In interviews with +972 and Local Call, however, Israeli intelligence officers said they weren’t required to conduct independent examinations of the Lavender targets before bombing them but instead effectively served as “a ‘rubber stamp’ for the machine’s decisions.” In some instances, officers’ only role in the process was determining whether a target was male. 

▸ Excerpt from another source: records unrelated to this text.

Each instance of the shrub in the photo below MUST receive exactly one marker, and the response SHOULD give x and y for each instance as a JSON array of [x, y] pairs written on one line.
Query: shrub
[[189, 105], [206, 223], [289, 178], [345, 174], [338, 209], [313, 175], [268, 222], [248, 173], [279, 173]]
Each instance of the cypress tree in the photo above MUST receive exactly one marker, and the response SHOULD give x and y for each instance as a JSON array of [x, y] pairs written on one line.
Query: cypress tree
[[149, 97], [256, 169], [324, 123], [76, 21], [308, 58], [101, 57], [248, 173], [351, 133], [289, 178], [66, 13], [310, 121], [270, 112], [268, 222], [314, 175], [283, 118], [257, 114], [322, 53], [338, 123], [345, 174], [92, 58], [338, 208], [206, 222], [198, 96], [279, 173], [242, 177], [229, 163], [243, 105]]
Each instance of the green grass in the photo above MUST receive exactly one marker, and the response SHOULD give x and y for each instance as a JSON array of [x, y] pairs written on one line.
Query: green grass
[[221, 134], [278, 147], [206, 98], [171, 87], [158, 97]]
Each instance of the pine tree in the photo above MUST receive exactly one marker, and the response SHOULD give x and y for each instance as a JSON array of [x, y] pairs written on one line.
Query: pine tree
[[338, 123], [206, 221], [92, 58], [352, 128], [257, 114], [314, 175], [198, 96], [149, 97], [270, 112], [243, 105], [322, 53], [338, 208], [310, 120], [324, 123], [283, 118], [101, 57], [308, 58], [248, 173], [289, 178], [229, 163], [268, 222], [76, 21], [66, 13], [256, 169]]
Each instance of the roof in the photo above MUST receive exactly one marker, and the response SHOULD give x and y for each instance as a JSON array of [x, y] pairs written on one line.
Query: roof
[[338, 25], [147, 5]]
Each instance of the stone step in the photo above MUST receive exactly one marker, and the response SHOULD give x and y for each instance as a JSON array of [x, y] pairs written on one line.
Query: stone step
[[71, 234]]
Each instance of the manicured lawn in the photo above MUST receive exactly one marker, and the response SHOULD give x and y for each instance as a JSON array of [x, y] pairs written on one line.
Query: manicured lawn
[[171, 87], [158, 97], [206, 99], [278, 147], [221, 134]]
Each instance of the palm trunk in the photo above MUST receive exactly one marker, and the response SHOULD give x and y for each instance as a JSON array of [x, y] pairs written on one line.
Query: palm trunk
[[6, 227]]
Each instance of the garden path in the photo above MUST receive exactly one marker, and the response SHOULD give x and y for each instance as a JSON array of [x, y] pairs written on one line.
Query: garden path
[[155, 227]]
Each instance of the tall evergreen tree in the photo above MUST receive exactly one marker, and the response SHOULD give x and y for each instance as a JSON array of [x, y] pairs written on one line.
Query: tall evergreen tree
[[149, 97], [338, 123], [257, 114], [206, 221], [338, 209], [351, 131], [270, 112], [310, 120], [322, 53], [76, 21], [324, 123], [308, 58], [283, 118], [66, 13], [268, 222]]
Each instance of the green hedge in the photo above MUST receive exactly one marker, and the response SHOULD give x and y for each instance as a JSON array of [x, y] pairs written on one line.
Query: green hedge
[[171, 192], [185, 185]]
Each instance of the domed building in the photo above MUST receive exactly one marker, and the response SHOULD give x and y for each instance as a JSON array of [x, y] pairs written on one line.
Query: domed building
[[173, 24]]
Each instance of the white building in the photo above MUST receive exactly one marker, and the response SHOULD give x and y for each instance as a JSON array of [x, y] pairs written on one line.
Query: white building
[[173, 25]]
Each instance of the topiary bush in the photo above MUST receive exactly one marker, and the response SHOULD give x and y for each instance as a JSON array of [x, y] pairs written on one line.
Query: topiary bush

To build the Lavender system, information on known Hamas and Palestinian Islamic Jihad operatives was fed into a dataset — but, according to one source who worked with the data science team that trained Lavender, so was data on people loosely affiliated with Hamas, such as employees of Gaza’s Internal Security Ministry. “I was bothered by the fact that when Lavender was trained, they used the term ‘Hamas operative’ loosely, and included people who were civil defense workers in the training dataset,” the source told +972

Lavender was trained to identify “features” associated with Hamas operatives, including being in a WhatsApp group with a known militant, changing cellphones every few months, or changing addresses frequently. That data was then used to rank other Palestinians in Gaza on a 1–100 scale based on how similar they were to the known Hamas operatives in the initial dataset. People who reached a certain threshold were then marked as targets for strikes. That threshold was always changing “because it depends on where you set the bar of what a Hamas operative is,” one military source told +972.

The system had a 90 percent accuracy rate, sources said, meaning that about 10 percent of the people identified as Hamas operatives weren’t members of Hamas’ military wing at all. Some of the people Lavender flagged as targets just happened to have names or nicknames identical to those of known Hamas operatives; others were Hamas operatives’ relatives or people who used phones that had once belonged to a Hamas militant. “Mistakes were treated statistically,” a source who used Lavender told +972. “Because of the scope and magnitude, the protocol was that even if you don’t know for sure that the machine is right, you know statistically that it’s fine. So you go for it.”

Intelligence officers were given wide latitude when it came to civilian casualties, sources told +972. During the first few weeks of the war, officers were allowed to kill up to 15 or 20 civilians for every lower-level Hamas operative targeted by Lavender; for senior Hamas officials, the military authorized “hundreds” of collateral civilian casualties, the report claims.